Berdikari.Online – Puluhan akademisi Universitas Samawa (UNSA) mendatangi DPRD Kabupaten Sumbawa, Kamis (25/9/2025). Mereka menyoroti Peraturan Bupati (Perbup) Sumbawa Nomor 28 Tahun 2025 tentang Pemberian Beasiswa Pendidikan. Agenda ini digelar dalam Rapat Dengar Pendapat (RDP) lintas komisi yang dipimpin Wakil Ketua I DPRD H. Berlian Rayes.
Koordinator Forum Dosen UNSA, Endra Saifuddin, menyatakan Perbup tersebut bermasalah secara substansi dan prosedur.
“Kami datang ke sini bukan untuk konfrontasi, tapi membuka ruang diskusi. Banyak pihak, termasuk kampus-kampus di Sumbawa, merasa khawatir dengan lahirnya Perbup ini. Bahkan, anggota dewan pun merasa dibatasi dalam memberikan beasiswa lewat pokir,” ucapnya.
Endra menegaskan kritik terkuat diarahkan pada Pasal 1 angka 12 yang mencantumkan Universitas Mataram (Unram) sebagai penerima beasiswa khusus.
“Ini menyakitkan bagi kami. Seolah-olah kampus-kampus lokal seperti UNSA, UTS, dan lainnya dianggap tak layak.
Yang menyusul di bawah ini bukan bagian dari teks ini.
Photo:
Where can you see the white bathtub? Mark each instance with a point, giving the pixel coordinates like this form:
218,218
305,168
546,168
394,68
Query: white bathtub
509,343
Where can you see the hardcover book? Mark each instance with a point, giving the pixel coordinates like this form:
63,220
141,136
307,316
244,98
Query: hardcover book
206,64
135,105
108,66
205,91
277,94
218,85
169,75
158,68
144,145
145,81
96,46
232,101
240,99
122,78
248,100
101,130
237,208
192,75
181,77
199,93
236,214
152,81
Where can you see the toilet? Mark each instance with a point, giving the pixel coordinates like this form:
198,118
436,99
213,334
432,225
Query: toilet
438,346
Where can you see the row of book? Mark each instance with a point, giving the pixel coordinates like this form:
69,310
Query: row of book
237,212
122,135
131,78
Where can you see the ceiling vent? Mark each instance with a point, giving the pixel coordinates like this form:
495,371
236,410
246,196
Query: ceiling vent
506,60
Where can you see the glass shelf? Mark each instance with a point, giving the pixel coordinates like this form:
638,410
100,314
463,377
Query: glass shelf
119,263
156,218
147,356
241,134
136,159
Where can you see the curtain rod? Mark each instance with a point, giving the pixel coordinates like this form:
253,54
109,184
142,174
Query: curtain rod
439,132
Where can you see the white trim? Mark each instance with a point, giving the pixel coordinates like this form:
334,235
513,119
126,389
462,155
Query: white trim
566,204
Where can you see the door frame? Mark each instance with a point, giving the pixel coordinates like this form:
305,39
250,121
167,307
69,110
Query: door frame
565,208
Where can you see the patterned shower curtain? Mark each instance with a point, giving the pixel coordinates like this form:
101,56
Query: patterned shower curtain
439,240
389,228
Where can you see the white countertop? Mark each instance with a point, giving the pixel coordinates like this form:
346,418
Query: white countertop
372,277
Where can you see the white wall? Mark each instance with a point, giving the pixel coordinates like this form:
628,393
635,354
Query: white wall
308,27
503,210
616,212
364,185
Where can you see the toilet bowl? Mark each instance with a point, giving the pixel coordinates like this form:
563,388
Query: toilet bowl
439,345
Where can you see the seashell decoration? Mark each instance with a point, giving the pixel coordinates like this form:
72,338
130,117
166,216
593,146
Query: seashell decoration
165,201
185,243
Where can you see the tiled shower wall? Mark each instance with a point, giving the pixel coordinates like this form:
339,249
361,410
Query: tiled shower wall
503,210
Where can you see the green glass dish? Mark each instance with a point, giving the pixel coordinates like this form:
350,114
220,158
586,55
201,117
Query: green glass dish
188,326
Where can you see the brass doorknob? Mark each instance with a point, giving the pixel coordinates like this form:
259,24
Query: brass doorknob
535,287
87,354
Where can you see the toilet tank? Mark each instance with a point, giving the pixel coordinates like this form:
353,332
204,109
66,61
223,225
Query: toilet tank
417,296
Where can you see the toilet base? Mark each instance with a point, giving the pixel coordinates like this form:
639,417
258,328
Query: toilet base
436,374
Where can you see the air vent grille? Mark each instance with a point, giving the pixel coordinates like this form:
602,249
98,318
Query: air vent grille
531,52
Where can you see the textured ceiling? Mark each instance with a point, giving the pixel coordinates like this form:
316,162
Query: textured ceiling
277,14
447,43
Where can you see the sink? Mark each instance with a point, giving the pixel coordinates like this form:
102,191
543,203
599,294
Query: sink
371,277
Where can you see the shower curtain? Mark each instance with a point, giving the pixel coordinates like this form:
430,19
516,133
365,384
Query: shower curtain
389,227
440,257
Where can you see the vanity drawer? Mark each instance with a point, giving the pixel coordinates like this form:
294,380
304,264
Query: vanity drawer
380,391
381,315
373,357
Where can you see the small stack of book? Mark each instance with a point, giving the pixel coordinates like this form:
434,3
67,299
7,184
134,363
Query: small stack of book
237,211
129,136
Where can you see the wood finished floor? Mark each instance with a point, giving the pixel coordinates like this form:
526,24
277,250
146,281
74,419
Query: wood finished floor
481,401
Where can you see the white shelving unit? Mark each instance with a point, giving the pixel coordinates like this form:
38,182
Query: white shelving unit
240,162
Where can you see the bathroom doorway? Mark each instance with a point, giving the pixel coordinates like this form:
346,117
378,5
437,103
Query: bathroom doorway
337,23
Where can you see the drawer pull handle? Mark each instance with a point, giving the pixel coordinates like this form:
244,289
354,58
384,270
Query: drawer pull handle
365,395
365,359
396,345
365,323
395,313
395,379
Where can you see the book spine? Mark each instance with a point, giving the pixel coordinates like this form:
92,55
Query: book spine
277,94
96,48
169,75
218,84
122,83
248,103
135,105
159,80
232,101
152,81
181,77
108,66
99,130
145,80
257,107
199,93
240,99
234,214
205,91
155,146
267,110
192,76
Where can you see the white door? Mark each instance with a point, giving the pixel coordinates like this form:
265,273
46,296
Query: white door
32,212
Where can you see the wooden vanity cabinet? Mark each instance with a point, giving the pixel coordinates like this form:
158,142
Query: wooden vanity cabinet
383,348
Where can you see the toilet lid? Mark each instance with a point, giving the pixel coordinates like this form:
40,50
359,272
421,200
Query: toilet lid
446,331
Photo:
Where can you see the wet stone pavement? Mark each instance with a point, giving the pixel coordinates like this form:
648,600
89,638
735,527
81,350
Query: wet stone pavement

Padahal, kami lahir dan berjuang untuk anak-anak Sumbawa,” tegasnya.
Ia menilai pencantuman nama institusi tertentu dalam regulasi daerah adalah bentuk diskriminasi.
“Regulasi ini tidak memiliki dasar pertimbangan yang kuat. Saya melihat tidak ada konsideran yang memadai. Ini seperti produk hukum yang disusun hanya untuk menggugurkan kewajiban formalitas semata,” tambahnya.
Endra juga menyoroti Pasal 5 ayat 2 huruf b yang dianggap tidak jelas dan tidak merujuk pada aturan hukum berlaku.
“Produk ini ngaco. Kalau diuji secara akademik, sangat lemah. Bisa dikatakan, ini regulasi yang layak untuk dibatalkan,” ungkapnya.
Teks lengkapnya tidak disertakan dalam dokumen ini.